Bupati Blora, Dr. H. Arief Rohman, S.IP., M.Si., menegaskan bahwa skema distribusi per kecamatan dilakukan agar penyaluran lebih terarah dan tepat sasaran.
“Kami ingin pembagian ini jelas dan merata. Dengan alokasi sekitar 1.000 mushaf per kecamatan, nanti bisa langsung disalurkan ke masjid dan musala yang benar-benar membutuhkan,” ujarnya.
Ia juga meminta keterlibatan aktif para camat dan Kemenag dalam mengawal distribusi agar berjalan optimal.
“Kami minta semua pihak ikut mengawal, supaya bantuan ini tepat sasaran dan bisa dimanfaatkan masyarakat secara maksimal,” tambahnya.

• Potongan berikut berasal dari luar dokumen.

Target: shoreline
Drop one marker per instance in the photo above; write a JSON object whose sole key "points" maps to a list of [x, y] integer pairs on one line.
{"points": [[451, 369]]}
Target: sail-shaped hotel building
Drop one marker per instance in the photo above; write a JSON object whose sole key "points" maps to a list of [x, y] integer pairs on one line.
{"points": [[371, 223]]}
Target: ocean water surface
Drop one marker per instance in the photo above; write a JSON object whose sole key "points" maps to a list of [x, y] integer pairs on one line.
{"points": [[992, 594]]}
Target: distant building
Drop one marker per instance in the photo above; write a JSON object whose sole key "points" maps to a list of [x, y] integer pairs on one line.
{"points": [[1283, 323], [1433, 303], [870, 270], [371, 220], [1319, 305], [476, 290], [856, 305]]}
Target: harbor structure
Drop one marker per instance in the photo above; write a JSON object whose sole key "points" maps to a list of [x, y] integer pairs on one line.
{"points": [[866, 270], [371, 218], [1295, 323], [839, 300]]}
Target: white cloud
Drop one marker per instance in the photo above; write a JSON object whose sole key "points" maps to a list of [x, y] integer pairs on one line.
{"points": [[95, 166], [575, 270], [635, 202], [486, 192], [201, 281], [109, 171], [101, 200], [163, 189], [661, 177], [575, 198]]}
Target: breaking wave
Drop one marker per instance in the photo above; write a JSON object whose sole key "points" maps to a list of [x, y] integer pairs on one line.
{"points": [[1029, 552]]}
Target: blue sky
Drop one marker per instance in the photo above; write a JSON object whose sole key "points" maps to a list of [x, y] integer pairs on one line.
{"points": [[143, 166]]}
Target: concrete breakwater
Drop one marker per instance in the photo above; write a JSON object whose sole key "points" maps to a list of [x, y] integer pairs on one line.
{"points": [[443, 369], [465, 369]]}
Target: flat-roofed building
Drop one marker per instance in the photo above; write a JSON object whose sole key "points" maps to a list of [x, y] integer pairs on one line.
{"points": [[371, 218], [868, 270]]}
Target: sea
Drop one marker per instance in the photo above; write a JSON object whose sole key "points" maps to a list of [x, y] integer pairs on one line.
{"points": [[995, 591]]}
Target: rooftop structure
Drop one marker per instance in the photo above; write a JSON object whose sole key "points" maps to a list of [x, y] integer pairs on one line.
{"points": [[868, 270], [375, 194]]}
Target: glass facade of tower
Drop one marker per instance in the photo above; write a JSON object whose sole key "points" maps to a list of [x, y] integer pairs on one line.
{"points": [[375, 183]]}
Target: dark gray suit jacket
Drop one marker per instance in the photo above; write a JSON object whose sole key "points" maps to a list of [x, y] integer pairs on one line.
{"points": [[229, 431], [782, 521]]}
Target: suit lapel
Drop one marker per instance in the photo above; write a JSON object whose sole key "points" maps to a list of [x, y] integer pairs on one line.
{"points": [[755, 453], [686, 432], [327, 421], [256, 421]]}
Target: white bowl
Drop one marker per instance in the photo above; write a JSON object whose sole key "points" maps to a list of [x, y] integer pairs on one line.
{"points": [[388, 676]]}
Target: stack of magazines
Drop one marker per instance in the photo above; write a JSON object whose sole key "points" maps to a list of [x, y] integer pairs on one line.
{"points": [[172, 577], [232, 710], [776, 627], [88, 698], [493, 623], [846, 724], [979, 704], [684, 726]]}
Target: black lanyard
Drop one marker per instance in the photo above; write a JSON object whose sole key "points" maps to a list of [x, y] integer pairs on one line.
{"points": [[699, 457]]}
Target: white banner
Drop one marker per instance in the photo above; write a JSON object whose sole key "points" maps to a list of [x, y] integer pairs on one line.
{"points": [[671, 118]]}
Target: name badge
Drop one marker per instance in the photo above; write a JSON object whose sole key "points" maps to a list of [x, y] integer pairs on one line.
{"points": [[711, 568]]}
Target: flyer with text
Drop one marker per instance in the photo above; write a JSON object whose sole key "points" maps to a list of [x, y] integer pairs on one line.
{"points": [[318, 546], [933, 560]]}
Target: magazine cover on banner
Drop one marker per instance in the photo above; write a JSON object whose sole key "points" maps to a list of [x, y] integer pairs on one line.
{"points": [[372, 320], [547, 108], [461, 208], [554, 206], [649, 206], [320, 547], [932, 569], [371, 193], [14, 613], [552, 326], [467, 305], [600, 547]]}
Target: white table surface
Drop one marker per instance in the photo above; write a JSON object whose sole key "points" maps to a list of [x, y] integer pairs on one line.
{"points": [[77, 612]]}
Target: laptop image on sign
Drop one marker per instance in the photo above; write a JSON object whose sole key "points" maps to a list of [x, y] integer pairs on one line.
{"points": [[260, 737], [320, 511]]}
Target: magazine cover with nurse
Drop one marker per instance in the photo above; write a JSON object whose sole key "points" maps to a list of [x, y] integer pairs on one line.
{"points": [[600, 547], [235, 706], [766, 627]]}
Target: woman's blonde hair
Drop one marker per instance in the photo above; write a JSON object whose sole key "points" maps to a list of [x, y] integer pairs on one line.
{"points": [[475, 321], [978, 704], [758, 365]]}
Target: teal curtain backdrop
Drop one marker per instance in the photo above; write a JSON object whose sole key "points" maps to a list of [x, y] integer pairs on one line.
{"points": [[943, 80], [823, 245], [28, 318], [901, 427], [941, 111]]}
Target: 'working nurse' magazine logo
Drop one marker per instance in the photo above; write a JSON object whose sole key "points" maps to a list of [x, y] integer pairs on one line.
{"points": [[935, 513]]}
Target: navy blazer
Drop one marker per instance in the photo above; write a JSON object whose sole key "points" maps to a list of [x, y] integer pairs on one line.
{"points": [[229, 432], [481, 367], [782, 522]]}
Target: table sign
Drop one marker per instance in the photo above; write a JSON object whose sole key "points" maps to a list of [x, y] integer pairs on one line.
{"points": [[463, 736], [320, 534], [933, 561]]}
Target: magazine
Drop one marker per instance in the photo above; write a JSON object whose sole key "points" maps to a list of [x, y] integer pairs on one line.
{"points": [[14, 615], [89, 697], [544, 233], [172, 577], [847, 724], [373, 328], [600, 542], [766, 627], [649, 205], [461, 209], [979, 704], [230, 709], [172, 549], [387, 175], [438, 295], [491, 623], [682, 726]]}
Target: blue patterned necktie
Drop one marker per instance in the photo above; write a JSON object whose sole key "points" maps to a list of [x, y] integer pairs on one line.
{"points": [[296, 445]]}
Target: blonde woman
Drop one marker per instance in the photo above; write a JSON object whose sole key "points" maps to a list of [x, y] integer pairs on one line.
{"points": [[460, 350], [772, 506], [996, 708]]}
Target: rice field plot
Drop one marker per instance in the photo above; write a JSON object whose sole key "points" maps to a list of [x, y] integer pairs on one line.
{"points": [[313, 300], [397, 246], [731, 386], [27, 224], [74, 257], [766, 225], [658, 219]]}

Sementara itu, Pembina Yayasan Al-Fatihah, H. Bambang Eko Purnomo, menyampaikan bahwa program ini merupakan bagian dari komitmen yayasan dalam mendistribusikan Al-Qur’an secara luas ke berbagai daerah.
“Blora ini kami pilih sebagai salah satu titik distribusi karena posisinya strategis. Harapannya, manfaat dari program ini bisa dirasakan luas oleh masyarakat,” katanya.
Dalam kegiatan yang berlangsung di Gedung Pertemuan Sekretariat Daerah Blora tersebut, juga dilakukan penyerahan simbolis mushaf Al-Qur’an dari Yayasan Al-Fatihah kepada Bupati Blora, yang dilanjutkan dengan sesi foto bersama para camat se-Kabupaten Blora.
Melalui skema distribusi per kecamatan ini, Pemkab Blora berharap program pembagian mushaf Al-Qur’an dapat berjalan merata dan memberikan dampak nyata dalam meningkatkan literasi keagamaan masyarakat.